Something I haven’t written about too much on this blog is my daughter’s gluten free diet. I decided it was time. She had severe reflux as a baby and would cry with belly pain. I know I know, how could I possibly know she was in pain or that it was her poor little belly bothering her. Call it mother’s intuition, or whatever you want, but I just knew. I became ‘that’ mom; the one knocking on doctors’ doors demanding that they really ‘look’ at my daughter rather than write her off as being demanding, needy, or simply colicky. She never slept well and would eat and eat and eat but not put on weight.

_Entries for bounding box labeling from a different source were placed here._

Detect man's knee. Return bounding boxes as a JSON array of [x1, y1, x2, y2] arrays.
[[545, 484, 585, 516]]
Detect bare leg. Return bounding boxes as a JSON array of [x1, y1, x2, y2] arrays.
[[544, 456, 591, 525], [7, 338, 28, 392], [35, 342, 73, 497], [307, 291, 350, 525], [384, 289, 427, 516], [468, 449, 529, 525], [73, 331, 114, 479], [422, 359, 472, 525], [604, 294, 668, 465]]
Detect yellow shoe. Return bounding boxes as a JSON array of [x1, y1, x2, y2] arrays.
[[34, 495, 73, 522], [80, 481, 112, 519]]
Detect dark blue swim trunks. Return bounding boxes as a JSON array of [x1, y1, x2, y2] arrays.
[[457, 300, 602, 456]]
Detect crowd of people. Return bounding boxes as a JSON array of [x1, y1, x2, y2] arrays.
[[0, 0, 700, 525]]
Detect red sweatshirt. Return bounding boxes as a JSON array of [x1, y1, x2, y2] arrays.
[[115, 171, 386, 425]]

By about a year and a half, I requested the blood test for Celiac’s Disease. The blood test is unreliable under the age of 2, but I wasn’t about to put her through a scope. As I was warned that it would, the blood test came back negative, however, she did have other markers for the disease. I decided that day (along with her doctor) that she would start a gluten free diet. Because she needed to be gluten free, we were all going gluten free at home. That said, you can bet that when out of the house, the rest of us devour ‘real’ bread like it’s the last thing we are ever going to eat. That was one of the best decisions I ever made as a parent. She began to thrive. She no longer cried in pain, she began sleeping much better, and most importantly started gaining weight. She is now back to a fantastic weight and height for her age and is a perfect 2 year old. I will most likely get her tested again in the future, but for now, this works for us.

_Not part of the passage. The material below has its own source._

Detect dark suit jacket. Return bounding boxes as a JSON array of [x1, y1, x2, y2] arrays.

So for dinners, I am constantly scouring Pinterest looking for fun ways to make living gluten free at home doable. Given the availability of gluten free options for pasta, crackers and bread, it really isn’t too hard. However, it’s still fun to explore and create new recipes to maintain this ‘new to us’ lifestyle! One of my favorite grains (ok I think it’s really a seed?) is quinoa. We use it in meatloaf instead of bread crumbs at times, and although it makes the loaf a bit more dense, it’s very tasty and adds even more protein to the recipe. For tonight, we are eating it in a tabbouleh type salad as a side dish (on top of chicken).

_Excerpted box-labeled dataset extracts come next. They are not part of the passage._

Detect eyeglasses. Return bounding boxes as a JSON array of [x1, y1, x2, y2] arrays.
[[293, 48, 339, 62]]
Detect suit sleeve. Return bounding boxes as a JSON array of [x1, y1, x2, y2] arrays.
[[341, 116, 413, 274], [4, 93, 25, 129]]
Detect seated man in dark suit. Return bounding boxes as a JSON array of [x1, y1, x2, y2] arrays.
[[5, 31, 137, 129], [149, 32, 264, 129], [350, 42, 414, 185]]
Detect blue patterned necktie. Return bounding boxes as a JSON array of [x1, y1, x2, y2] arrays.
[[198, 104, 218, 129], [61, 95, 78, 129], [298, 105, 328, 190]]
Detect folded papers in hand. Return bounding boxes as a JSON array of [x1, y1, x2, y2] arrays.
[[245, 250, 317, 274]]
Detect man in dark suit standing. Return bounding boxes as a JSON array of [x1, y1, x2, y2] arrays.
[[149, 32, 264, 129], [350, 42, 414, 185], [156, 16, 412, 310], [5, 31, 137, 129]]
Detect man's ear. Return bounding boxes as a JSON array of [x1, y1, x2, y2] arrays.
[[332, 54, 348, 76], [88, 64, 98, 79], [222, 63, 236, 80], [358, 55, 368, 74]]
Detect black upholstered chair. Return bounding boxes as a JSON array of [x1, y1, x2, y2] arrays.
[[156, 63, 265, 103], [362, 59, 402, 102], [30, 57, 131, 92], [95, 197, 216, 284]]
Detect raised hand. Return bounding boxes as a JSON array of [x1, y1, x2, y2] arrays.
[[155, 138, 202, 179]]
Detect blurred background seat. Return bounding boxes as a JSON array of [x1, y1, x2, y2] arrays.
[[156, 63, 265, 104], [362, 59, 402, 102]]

– 1 cup of cooked quinoa (red or white)
– 2 tbsp lemon juice
– 1 tbsp olive oil
– 1 tsp salt
– 2 tomatoes
– 1 nectarine
– 1/4 cup chopped cilantro
1. Whisk the lemon juice, olive oil and salt together in a bowl.
2. Add cooked quinoa to the liquid and stir.
3. Finely chop the tomato, nectarine and cilantro and add to the quinoa.
4. Stir all ingredients together, cover and refrigerate for at least an hour.
That’s it! Super easy and delicious!